Due to the backward incompatibility of Juicertools, custardpy_process_hic fails with an error when processing .hic files created by older Juicertools. In this case, use the -o option which uses older versions of Juicertools in CustardPy.

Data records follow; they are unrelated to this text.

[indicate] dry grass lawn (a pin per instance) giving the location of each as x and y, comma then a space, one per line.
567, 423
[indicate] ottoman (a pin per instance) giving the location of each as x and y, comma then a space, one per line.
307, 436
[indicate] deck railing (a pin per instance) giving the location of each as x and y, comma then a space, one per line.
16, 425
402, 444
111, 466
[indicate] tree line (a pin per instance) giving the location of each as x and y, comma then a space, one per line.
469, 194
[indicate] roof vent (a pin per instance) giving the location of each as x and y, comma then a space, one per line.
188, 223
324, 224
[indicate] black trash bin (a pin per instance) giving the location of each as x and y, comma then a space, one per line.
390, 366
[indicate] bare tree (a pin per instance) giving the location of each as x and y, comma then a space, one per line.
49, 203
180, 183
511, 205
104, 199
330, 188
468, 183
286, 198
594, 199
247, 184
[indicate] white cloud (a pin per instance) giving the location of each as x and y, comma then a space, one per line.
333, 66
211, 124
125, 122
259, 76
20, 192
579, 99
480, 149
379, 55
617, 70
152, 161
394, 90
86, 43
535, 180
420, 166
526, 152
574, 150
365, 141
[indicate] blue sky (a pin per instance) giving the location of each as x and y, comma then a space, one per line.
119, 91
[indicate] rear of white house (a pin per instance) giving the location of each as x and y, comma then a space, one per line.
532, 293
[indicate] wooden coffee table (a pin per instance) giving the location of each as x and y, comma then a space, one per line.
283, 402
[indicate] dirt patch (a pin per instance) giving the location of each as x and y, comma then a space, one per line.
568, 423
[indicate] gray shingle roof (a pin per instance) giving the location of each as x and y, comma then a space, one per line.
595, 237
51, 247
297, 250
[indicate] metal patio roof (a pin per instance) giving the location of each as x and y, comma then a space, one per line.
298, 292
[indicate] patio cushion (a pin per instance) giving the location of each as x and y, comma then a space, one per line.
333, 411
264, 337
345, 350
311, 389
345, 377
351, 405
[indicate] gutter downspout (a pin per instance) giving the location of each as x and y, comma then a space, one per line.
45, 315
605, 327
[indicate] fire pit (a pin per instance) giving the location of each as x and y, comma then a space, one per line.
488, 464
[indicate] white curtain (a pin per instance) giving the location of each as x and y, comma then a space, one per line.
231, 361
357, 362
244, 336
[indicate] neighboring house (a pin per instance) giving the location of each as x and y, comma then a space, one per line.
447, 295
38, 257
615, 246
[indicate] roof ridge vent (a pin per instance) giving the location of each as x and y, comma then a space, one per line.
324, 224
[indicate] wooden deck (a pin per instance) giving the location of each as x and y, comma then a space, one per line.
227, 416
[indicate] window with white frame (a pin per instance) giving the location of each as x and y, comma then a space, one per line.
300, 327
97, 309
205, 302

2.2. Hi-C analysis using Cooler

CustardPy allows the Hi-C analysis by Cooler and cooltools. custardpy_cooler_HiC generates a .cool file and converts it to a .hic file. You can apply custardpy_process_hic command to it. The outputs are stored in CustardPyResults_MicroC/Cooler_$build//$cell.

build=hg38
gt=genometable.hg38.txt
index_bwa=bwa-indexes/hg38
gene=refFlat.$build.txt
genome=genome.$build.fa
ncore=64

cell=Control
enzyme=MboI

# Generate .cool and .hic files from FASTQ
custardpy_cooler_HiC -g $gt -b $build -f $genome -i $index_bwa -p $ncore fastq/$cell $cell

# Downstream analysis using .hic
odir=CustardPyResults_cooler/$build/$cell
hic=$odir/hic/contact_map.q30.hic
norm=SCALE
custardpy_process_hic -p $ncore -n $norm -g $gt -a $gene $hic $odir

2.3. Micro-C analysis using Cooler

Micro-C analysis by Cooler and cooltools.

2.3.1. Micro-C using BWA

The command custardpy_cooler_MicroC maps Micro-C reads by BWA and makes .cool and .hic files. The .hic file is processed using custardpy_process_hic.

build=mm39
ncore=64
gt=genome_table.$build.txt  # genome_table file
bwa_index=bwa-indexes/UCSC-$build
genome=genome.$build.fa
cell=C36_rep1   # modify this for your FASTQ data

# Generate .hic file from FASTQ
custardpy_cooler_MicroC -t bwa -g $gt -f $genome -i $bwa_index -p $ncore fastq/$cell $cell

# Juicer analysis with the .hic file
odir=CustardPyResults_MicroC/Cooler_bwa/$cell
hic=$odir/hic/contact_map.q30.hic
norm=SCALE

custardpy_process_hic -p $ncore -n $norm -g $gt -a $gene $hic $odir

  • custardpy_cooler_MicroC assumes that the fastq files are stored in fastq/$cell (here fastq/C36_rep1). The outputs are stored in CustardPyResults_MicroC/Cooler_bwa/$cell.